There is no progressive enhancement way around this issue, and an opt-in string doesn’t do the job either. In essence, we break backwards compatibility of scripting of the web. This could be not a big issue, if browsers supported ES6, but we’re not quite there yet.

ES6 support and what to do about it

The current support table of ECMAScript6 in browsers, parsers and compilers doesn’t look too encouraging. A lot is red and it is unknown in many cases if the makers of the products we rely on to run JavaScript will take the plunge.

In the case of browsers, the ECMAScript test suite to run your JavaScript engine against is publicly available on GitHub. That also means you can run your current browser against it and see how it fares.

If you want to help with the adoption of ECMAscript in browsers, please contribute to this test suite. This is the one place all of them test against and the better tests we supply, the more reliable our browsers will become.

Ways to use the upcoming ECMAScript right now

The very nature of the changes to ECMAScript make it more or less impossible to use it across browsers and other JavaScript-consuming tools. As a lot of the changes to the language are syntax errors in JavaScript and the parser is not lenient about them, we advance the language by writing erroneous code for legacy environments.

If we consider the use cases of ECMAScript, this is not that much of an issue. Many of the problems solved by the new features are either enterprise problems that only pay high dividends when you build huge projects or features needed by upcoming functionality of browsers (like, for example, promises).

The changes mostly mean that JS gets real OO features, is more memory optimised, and that it becomes a more enticing compile target for developers starting in other languages. In other words, targetted at an audience that is not likely to start writing code from scratch in a text editor, but already coming from a build environment or IDE.

That way we can convert the code to JavaScript in a build process or on the fly. This is nothing shocking these days – after all, we do the same when we convert SASS to CSS or Jade to HTML.

Quite some time ago, new languages like TypeScript got introduced that give us the functionality of ECMAScript6 now.
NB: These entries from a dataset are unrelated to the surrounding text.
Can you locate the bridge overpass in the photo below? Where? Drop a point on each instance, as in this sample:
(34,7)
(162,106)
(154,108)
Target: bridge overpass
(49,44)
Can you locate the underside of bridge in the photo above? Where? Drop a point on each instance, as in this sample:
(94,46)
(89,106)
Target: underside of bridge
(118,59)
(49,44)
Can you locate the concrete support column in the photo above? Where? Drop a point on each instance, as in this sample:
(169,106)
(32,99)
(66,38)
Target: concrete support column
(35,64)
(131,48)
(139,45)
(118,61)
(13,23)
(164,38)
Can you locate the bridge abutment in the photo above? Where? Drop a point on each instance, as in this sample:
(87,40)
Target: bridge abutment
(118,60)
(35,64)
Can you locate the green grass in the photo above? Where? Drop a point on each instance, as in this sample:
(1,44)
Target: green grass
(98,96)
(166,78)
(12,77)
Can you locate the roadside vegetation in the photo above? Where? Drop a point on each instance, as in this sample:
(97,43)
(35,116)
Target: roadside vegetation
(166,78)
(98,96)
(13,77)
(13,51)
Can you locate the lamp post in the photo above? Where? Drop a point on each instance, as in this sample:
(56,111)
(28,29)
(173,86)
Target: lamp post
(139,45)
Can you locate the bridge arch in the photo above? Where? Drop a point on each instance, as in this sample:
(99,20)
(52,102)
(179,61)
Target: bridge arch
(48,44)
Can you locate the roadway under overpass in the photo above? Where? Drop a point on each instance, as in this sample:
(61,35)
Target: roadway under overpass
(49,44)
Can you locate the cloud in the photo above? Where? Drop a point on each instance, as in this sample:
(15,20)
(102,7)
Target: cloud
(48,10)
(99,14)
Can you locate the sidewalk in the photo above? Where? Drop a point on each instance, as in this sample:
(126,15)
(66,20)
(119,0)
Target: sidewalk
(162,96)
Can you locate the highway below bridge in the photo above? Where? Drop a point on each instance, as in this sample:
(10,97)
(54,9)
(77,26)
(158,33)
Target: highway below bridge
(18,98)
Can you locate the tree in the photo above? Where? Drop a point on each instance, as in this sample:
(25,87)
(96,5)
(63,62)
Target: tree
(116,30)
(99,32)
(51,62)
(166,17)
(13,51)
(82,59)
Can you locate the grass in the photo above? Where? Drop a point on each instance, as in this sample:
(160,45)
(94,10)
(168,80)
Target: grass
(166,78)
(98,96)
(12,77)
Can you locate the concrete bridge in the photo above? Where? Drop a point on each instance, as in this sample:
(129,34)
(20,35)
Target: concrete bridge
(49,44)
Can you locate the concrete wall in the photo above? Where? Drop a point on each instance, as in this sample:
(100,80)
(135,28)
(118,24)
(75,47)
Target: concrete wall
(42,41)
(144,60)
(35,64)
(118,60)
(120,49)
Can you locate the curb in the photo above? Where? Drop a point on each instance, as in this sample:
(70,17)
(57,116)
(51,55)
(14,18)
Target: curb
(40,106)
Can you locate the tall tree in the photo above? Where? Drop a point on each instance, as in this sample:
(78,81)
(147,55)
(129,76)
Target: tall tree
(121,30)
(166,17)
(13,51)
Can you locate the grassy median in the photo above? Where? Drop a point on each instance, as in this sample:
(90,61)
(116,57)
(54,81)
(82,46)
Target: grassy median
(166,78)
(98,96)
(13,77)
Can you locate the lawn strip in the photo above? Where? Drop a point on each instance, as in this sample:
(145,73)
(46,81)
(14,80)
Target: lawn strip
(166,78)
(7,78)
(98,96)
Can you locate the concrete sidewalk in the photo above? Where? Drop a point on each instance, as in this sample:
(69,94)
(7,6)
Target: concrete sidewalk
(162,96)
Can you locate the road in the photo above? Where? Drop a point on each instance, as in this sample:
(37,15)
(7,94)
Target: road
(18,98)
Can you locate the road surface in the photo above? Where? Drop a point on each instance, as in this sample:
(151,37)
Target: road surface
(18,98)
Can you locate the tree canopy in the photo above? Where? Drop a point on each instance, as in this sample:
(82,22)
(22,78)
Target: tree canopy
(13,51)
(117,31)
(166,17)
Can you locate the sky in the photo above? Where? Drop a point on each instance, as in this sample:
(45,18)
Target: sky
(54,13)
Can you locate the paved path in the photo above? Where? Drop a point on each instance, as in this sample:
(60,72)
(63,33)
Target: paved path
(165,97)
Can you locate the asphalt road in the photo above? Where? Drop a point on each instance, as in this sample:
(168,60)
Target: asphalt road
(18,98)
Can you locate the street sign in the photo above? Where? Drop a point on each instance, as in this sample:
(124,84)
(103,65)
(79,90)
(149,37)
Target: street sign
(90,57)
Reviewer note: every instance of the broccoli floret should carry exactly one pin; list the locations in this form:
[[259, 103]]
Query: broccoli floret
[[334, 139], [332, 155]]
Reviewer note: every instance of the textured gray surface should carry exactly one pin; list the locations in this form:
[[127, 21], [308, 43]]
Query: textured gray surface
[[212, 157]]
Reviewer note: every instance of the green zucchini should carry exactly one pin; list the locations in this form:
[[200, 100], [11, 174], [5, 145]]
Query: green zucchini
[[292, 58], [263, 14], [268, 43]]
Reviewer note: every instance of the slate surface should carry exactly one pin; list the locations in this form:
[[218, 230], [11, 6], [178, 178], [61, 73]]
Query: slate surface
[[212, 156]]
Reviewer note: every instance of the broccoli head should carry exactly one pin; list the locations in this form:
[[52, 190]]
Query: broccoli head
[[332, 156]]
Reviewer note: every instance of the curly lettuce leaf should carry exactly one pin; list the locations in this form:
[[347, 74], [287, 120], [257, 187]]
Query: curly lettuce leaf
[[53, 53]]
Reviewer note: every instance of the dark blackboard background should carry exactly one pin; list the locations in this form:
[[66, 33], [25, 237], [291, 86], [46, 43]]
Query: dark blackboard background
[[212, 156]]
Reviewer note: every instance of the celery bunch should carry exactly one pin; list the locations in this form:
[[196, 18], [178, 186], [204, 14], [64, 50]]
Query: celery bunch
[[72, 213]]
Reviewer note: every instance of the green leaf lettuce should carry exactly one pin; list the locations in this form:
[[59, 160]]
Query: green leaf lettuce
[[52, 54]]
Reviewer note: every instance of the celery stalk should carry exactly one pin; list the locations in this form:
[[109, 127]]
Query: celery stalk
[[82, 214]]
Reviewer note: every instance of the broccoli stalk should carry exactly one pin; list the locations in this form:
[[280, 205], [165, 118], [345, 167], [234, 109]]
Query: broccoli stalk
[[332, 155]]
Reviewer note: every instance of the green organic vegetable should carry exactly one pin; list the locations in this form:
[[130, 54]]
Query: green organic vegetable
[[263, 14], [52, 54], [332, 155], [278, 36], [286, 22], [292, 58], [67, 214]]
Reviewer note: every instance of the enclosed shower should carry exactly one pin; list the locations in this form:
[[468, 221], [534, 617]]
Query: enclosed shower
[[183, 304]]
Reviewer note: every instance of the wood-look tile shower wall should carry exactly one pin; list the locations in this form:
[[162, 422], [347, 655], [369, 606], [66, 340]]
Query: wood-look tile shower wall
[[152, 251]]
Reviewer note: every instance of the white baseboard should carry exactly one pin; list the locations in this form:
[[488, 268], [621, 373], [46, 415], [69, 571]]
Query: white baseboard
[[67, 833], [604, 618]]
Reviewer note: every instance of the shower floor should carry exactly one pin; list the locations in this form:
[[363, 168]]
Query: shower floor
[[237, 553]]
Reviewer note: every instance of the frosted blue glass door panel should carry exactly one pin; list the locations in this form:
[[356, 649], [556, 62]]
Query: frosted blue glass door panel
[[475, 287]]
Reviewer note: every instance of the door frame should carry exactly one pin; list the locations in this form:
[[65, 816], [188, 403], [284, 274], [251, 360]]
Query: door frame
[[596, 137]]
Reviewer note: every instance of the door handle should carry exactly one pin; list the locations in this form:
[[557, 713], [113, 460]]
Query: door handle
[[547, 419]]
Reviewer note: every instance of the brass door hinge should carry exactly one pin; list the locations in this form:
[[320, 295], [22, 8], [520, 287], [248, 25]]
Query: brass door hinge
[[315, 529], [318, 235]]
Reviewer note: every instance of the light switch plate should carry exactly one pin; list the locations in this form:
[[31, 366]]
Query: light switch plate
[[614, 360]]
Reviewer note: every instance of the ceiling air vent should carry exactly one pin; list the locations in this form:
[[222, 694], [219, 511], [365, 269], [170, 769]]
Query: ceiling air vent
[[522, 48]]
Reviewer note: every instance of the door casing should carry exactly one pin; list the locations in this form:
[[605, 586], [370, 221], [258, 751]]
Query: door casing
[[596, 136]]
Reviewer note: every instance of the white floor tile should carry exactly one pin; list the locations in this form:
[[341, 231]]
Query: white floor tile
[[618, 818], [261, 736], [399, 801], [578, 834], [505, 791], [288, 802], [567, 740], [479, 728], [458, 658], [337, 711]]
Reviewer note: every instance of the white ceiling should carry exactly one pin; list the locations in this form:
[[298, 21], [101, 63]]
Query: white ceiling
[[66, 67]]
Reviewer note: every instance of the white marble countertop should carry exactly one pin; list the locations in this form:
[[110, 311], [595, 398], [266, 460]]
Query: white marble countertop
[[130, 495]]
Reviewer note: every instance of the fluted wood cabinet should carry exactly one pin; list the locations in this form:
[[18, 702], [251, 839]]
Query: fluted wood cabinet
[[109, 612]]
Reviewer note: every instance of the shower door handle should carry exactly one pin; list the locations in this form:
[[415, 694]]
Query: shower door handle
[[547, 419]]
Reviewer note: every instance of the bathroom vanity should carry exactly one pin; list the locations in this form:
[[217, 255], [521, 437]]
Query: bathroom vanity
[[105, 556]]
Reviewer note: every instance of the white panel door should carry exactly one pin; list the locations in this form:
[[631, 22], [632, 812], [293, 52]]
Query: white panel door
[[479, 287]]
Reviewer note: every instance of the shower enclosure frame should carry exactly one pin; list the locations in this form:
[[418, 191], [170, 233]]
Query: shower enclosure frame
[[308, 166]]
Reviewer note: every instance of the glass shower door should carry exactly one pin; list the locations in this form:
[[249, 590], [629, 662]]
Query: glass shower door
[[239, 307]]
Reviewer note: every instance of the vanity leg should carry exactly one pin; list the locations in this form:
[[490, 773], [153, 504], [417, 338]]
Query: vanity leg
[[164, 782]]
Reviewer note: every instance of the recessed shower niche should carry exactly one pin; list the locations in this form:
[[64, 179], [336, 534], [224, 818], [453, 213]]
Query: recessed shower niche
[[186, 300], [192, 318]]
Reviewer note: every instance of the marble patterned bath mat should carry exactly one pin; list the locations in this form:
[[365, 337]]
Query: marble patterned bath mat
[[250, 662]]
Another tool to use is Babel.js, which even has a live editor that allows you to see what your ES6 code gets converted to in order to run in legacy environments.

Return of the type attribute?

Another way to get around the issue of browsers not supporting ECMAScript and choking on the new syntax could be to use a type attribute. Every time you add a type value to a script element the browser doesn’t understand, it skips it and doesn’t bother the script engine with its content. In the past we used this to create HTML templates and Microsoft had an own JS derivate called JScript. That one gave you much more power to use Windows internals than JavaScript.

One way to ensure that all of us could use the ECMAScript of now and tomorrow safely would be to get browsers to support a type of ‘ES’ or something similar. The question is if that is really worth it seeing the problems ECMAScript is trying to solve.

We’ve moved on in the web development world from embedding scripts and view-source to development toolchains and debugging tools in browsers. If we stick with those, switching from JavaScript to ES6 is much less of an issue than trying to get browsers to either parse or ignore syntactically wrong JavaScript.

Update: Axel Rauschmayer proposes something similar for ECMAScript modules. He proposes a MODULE element that gets a SCRIPT with type of module as a fallback for older browsers.

It doesn’t get boring

In any case, this is a good time to chime in when there are discussions about ECMAScript. We need to ensure that we are using new features when they make sense, not because they sound great. The power of the web is that everybody is invited to write code for it. There is no 100% right or wrong.